Wed 20 May 16:15 - 16:30 PDT

GhostServe: A Lightweight Checkpointing System in the Shadow for Fault-Tolerant LLM Serving

Shakya Jayakody ⋅ Youpeng Zhao ⋅ Chinmay Dhanraj Nehate ⋅ Jun Wang

The rise of million-token, agent-based applications has placed unprecedented demands on large language model (LLM) inference services. The long-running nature of these tasks increases their susceptibility to hardware and software faults, leading to costly job failures, wasted resources, and degraded user experience. The stateful key-value (KV) cache, which grows with the sequence length, presents a central challenge as it is a critical and vulnerable component in distributed serving systems. In this work, we propose GhostServe, a novel checkpointing solution to facilitate fault-tolerant LLM serving. Specifically, GhostServe protects the streaming KV cache in the shadow by applying erasure coding to generate and store the parity shards in host memory. In the event of device failures, GhostServe enables fast reconstruction of the lost KV cache, allowing the inference process to resume seamlessly without costly full recomputation or state replication. Evaluations demonstrate that GhostServe reduces checkpointing latency by up to 2.7x and recovery latency by 2.1x for a single batch, and 1.2x median response latency compared to existing methods, in the presence of system failures, paving the way for high-availability and cost-effective LLM serving at scale.

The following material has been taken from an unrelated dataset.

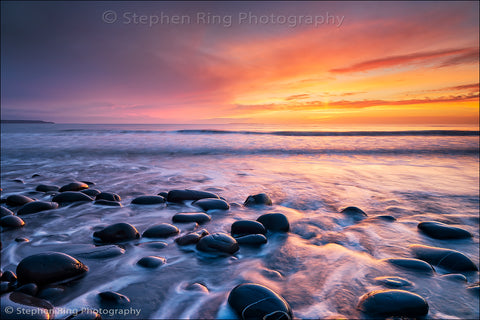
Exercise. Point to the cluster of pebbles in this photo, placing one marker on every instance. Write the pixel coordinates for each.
(34, 273)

Wed 20 May 16:30 - 16:45 PDT

CRAFT: Fine-Grained Cost-Aware Expert Replication For Efficient Mixture-of-Experts Serving

Adrian Zhao ⋅ Zhenkun Cai ⋅ Zhenyu Song ⋅ Lingfan Yu ⋅ Haozheng Fan ⋅ Jun Wu ⋅ Yida Wang ⋅ Nandita Vijaykumar

Mixture-of-Experts (MoE) has recently emerged as the mainstream architecture for efficiently scaling large language models while maintaining near-constant computational cost. Expert parallelism distributes parameters by partitioning experts across devices, but this introduces token-level load imbalance during inference. Expert replication is a widely adopted load-balancing technique in serving frameworks that alleviates load imbalance in large-scale deployments by replicating experts with high loads. In this work, we demonstrate that existing replication schemes often _over-replicate_, with many replicas providing marginal improvement. Replicas consume substantial GPU memory, which may lead to resource contention and throughput degradation. We present CRAFT, an efficient expert replication framework that maximizes load balance under a given memory budget by performing fine-grained, per-layer replication based on the estimated replication benefit. CRAFT can be seamlessly integrated into existing serving frameworks without any additional training or model changes. Our evaluation shows that CRAFT increases end-to-end serving throughput by $1.14\times$ on average (up to $1.2\times$) over existing replication techniques in large-scale deployments with models ranging from hundreds of billions to a trillion parameters.